MoMA
The permanent home of Van Gogh's Starry Night and modern art's defining collection.
The Museum of Modern Art — MoMA — is one of the most influential art museums in the world, and the place where the story of modern and contemporary art is most compellingly told. Founded in 1929 by a group of visionaries including Abby Aldrich Rockefeller, it pioneered the idea that painting, sculpture, photography, film, design, and architecture all belong under one roof. Today its collection spans over 200,000 works, from the dawn of Impressionism through to art being made right now, housed in a striking Midtown building that was most recently overhauled by architect Diller Scofidio + Renfro in 2019.
A visit here means moving through galleries that feel genuinely electric. You'll encounter Van Gogh's The Starry Night and Picasso's Les Demoiselles d'Avignon — both as overwhelming in person as you'd hope — alongside Frida Kahlo's Self-Portrait with Cropped Hair, Jackson Pollock's drip paintings, and Warhol's Campbell's Soup Cans. The design and architecture galleries are often underrated: Charles Eames chairs, a Bell helicopter, a classic Porsche 911. The film program downstairs screens rare and classic cinema daily and is a serious institution in its own right. There's also a peaceful sculpture garden — the Abby Aldrich Rockefeller Sculpture Garden — that offers a rare moment of calm in Midtown.

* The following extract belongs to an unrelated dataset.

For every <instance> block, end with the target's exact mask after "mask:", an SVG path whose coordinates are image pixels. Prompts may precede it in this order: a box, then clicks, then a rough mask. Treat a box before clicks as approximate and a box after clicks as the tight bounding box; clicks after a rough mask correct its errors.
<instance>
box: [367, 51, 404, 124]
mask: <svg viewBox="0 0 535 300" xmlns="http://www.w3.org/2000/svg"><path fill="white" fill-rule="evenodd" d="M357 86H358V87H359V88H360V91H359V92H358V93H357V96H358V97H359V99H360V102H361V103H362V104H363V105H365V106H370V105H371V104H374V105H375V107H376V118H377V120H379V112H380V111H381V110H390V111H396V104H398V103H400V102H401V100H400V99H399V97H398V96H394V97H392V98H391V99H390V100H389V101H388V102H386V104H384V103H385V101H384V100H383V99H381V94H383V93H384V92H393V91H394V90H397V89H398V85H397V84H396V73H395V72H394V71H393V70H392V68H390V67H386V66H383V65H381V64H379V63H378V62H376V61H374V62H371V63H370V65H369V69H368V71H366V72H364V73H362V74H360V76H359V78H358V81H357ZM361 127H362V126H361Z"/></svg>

Fridays until 8:30pm offer a slightly less crowded window to visit, and the museum tends to thin out after 4pm on weekdays. Timed-entry tickets are strongly recommended — buying on the door is possible but lines can be brutal, especially on weekends. Members get free unlimited entry, which pays for itself in two visits. If the collection floors you and you need a break, the museum's café and restaurant (The Modern, run by Danny Meyer's Union Square Hospitality Group) are both genuinely good rather than museum-cafeteria afterthoughts.